Everyone else who likes gaming and is willing to invest more than a few hours of gaming per week, will echo what you say - especially those at age 20 or older. And that is a massive target audience, and more importantly, its a wealthy target audience. They don't need to cut corners and yes they like their backwards compatibility, its why they stuck to a PC instead of a console.
So what remains? A very vocal group of youngsters who have zero experience, are gullible, and grow up in an on-demand/rental society. They are not surrounded by ownership but by subscriptions - from their phones (a sizeable part of monthly expense for those 12-18 of age) to all the services they might use on those phones, to all the others bits of daily life now permeated with 'use it now, pay later' systems. For them, a service like Stadia is a twisted form of 'ownership' when in fact all they get is a very limited hardware terminal that becomes a brick when the sub ever ends. So I doubt that it will remain popular for this group in the long run, in that sense I think this service has a rather quick expiry date altogether.
'tis a strange world we live in.
Found the proper spec for Ultra:
wikidevi.com/wiki/Google_Chromecast_Ultra_(NC2-6A5-D)
Power brick is only so big, 'cause it has a USB-C to Ethernet interface built-in.
And what's up with the Chromecast Ultra requirement? Many TVs have built-in Google Cast nowadays.
Edit: Also can we stop saying "buy" when we talk about games? The only way to buy a game these days is to buy the rights. Anything else is just licensing the right to use a copy. And use as the publisher deems fit, not necessarily as you'd like.
The contract is in place at the original sale price. They do try really hard making us believe it isn't, by making the base game just about useless over time, but that's another story :)
On the other hand, if I were to choose a subscription service, the Microsoft XBox Game Pass For PC would be the more attractive model because it isn't cloud based gaming per se, although I'm loathe to pay any kind of subscription for gaming anyway.
Let's put this in a better scenario. I just had a business trip last week in Phoenix AZ. My backpack had my work laptop, tablet, nintendo ds, work stuff, and chargers inside it. I have a surface laptop. It is both small form factor and light in weight. It is by no means a gaming laptop. I get back to the hotel after a day of work, grab my laptop, hook it up via hdmi to the hotel tv, open the gaming app, grab my controller, and now I have a mobile console in the palm of my hands without any extra weight added into it besides the controller. I can stream my games freely to the laptop and game happily from the tv.

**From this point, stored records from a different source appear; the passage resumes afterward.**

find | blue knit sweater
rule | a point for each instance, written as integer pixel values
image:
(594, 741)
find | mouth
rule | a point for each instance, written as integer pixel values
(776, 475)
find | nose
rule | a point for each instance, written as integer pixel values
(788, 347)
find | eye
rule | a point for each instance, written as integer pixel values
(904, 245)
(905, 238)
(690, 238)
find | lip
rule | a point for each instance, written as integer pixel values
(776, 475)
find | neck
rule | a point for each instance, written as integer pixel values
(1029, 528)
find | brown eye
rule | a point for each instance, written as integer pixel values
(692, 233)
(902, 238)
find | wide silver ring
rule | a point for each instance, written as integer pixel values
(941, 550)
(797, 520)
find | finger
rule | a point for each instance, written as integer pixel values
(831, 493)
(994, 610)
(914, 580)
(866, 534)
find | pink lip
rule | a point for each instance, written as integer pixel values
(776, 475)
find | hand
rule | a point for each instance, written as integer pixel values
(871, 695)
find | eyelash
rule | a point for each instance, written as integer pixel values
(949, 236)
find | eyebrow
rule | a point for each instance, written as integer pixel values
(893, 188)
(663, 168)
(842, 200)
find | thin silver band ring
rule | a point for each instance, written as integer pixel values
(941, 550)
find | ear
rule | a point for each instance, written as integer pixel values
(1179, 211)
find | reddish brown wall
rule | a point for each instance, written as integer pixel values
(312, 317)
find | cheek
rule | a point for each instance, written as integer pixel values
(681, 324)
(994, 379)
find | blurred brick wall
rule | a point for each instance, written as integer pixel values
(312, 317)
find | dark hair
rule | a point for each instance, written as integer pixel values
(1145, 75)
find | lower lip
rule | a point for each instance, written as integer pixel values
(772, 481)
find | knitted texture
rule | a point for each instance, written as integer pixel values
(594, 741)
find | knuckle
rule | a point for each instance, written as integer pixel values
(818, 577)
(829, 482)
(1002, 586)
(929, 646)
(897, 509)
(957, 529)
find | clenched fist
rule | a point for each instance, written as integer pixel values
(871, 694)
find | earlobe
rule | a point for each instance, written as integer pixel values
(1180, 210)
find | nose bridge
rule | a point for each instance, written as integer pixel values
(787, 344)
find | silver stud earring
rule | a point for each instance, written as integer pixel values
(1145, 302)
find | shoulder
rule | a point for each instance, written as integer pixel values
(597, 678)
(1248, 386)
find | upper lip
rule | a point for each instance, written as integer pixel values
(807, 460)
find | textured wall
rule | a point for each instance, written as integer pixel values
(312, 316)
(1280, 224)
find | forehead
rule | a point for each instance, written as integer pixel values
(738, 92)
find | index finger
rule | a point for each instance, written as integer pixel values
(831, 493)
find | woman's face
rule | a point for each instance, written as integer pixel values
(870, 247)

It only takes 1mbps to stream a 720p stream.....easy enough for a hotel. It is easier on my hotspot.
A 6 hour lay over in Atlanta Airport will make anyone want to play a game or do something besides stand there. The guy I sat beside on my flight back was stuck in Atlanta for 10 hours due to bad weather and flight cancellations last Saturday. He was both pissed and bored out of his mind, but he did have a laptop. It's rare to see people traveling not to carry around a tablet, phone, or a laptop. The airport got so full due to flight cancellations. There were no chairs left so everyone was sitting on the floor waiting on their flights lol. And that is not uncommon. It happens. A few hundred thousand people then become a bottleneck in the busiest airport in the world without much to do besides wait. There is money waiting to be had in that scenario.